3.3 Characteristics of a Good Question
There are five key characteristics of a good question for a data analysis, which range from the very basic characteristic that the question should not have already been answered to the more abstract characteristic that each of the possible answers to the question should have a single interpretation and be meaningful. We will discuss how to assess this in greater detail below.
As a start, the question should be of interest to your audience, the identity of which will depend on the context and environment in which you are working with data. If you are in academia, the audience may be your collaborators, the scientific community, government regulators, your funders, and/or the public. If you are working at a start-up, your audience is your boss, the company leadership, and the investors. As an example, answering the question of whether outdoor particulate matter pollution is associated with developmental problems in children may be of interest to people involved in regulating air pollution, but may not be of interest to a grocery store chain. On the other hand, answering the question of whether sales of pepperoni are higher when it is displayed next to the pizza sauce and pizza crust or when it is displayed with the other packaged meats would be of interest to a grocery store chain, but not to people in other industries.
You should also check that the question has not already been answered. With the recent explosion of data, the growing amount of publicly available data, and the seemingly endless scientific literature and other resources, it is not uncommon to discover that your question of interest has been answered already.
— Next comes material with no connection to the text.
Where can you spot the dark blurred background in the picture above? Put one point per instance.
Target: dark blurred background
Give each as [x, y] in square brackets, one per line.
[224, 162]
Some research and discussion with experts can help sort this out, and can also be helpful because even if the specific question you have in mind has not been answered, related questions may have been answered and the answers to these related questions are informative for deciding if or how you proceed with your specific question.
The question should also stem from a plausible framework. In other words, the question above about the relationship between sales of pepperoni and its placement in the store is a plausible one because shoppers buying pizza ingredients are more likely than other shoppers to be interested in pepperoni and may be more likely to buy it if they see it at the same time that they are selecting the other pizza ingredients. A less plausible question would be whether pepperoni sales correlate with yogurt sales, unless you had some prior knowledge suggesting that these should be correlated.
If you ask a question whose framework is not plausible, you are likely to end up with an answer that’s difficult to interpret or have confidence in. In the pepperoni-yogurt question, if you do find they are correlated, many questions are raised about the result itself: is it really correct?, why are these things correlated- is there another explanation?, and others. You can ensure that your question is grounded in a plausible framework by using your own knowledge of the subject area and doing a little research, which together can go a long way in terms of helping you sort out whether your question is grounded in a plausible framework.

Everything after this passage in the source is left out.